インタビューを終え、写真撮影をお願いすると、さっそうとイスに腰をかけ、ポーズをとってくれた。「そのポーズがいかにも様になる」と、笑う宮本さん。2人の雰囲気からもいかに、この店がお客さんから愛されているかがわかる。
「せっかくだから一杯飲んでいきなよ」と、宮本さんにごちそうしてもらうことに。
生まれて初めてのバーでのオーダー。メニューを見ても、どんなお酒なのか全く想像できない。何度も目を往復させ、多少はお酒に詳しい仲間に相談し、やっとオーダーを決める。
初めて目の当たりにしたカクテル作りは、まさにバーカウンターという舞台で行われるショーだった。何種類ものお酒がシルバーの容器(「シェーカー」と呼ぶことは後になって知った)に吸い込まれるように注がれる。容器に氷を入れ、おもむろに振り始めた。
数秒の間、その姿に見とれていると、いつの間にかカクテルグラスがカウンターに用意されていた。そこに注がれた液体は、エメラルドグリーンに輝き、鼻孔を刺激する爽快なミントの香り。グラスに口をつけ傾けると、まろやかな口当たりで今まで経験したことのない味わいが口いっぱいに広がった。
こんなにおいしいお酒は飲んだことがない。昆虫の「バッタ」を意味する「グラスホッパー」と名付けられたこのカクテルを一生忘れることはないだろう。(今週のリポーター:3大学合同 有志学生記者/SANKEI EXPRESS)
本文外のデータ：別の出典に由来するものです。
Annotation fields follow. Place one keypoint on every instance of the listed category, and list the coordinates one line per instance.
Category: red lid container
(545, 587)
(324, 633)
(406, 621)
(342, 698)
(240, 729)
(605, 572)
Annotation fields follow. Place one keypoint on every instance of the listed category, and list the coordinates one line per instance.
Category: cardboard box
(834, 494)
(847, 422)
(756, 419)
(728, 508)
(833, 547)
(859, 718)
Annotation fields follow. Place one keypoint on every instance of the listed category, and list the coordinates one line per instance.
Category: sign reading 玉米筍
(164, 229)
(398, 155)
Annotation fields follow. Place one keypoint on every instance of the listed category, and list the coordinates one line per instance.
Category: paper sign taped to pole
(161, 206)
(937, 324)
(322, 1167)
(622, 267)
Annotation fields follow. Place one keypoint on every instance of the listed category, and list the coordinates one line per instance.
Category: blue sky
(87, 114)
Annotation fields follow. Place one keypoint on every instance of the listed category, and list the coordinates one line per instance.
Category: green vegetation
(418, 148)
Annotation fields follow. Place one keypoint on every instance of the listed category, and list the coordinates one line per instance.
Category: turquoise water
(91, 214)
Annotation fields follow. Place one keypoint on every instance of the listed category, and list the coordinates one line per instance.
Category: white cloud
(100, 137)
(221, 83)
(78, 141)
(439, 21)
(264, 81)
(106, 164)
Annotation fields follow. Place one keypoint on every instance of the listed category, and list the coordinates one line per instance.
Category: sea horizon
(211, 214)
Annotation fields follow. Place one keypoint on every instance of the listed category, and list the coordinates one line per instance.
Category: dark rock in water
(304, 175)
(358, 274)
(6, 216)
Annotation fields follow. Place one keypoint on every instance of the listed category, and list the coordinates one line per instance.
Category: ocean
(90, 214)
初めてのバーで初めてのカクテルのおいしさに感動していると、バーテンダーがいろいろなお酒のことを教えてくれた。バーテンダーと話をしていると、世界が広がっていくように感じた。学生なんかがいったら店に迷惑ではないだろうかと勝手に思っていたが、むしろ学生だからこそ色々なことを教えてくれたのかもしれない。
お酒を飲むなら、安い居酒屋でもいいのではないかと思うかもしれない。でも、居酒屋では他のお客さんと話をしたり、知り合ったりすることはできない。それが、バーと居酒屋の一番の違いかもしれない。学生にとって、バーに行くことは社会人の先輩たちと話をするチャンスでもある。
バーには常連客が多く、集まる客層もさまざまで、特定の趣味をもった人たちが集まるバーもあるという。話をしなくても、格好いい大人の立ち居振る舞いを観察して学ぶこともできる。学生(もちろん成人)にとって、バーに行くメリットは十分にある。むしろ、これから社会人になる上で、アドバンテージになるのではないだろうか。自己投資という意味でも、バーに行くべきだ。
今回の取材を通して一番感じたのは、「まずやってみること」の大切さだ。知らない世界についてあれこれ想像するよりも、まず扉を開いてみよう。そうすれば、必ず世界が広がる。「若いうちは何事も経験」だ。これからも知らない世界にどんどん飛び込んでいきたい。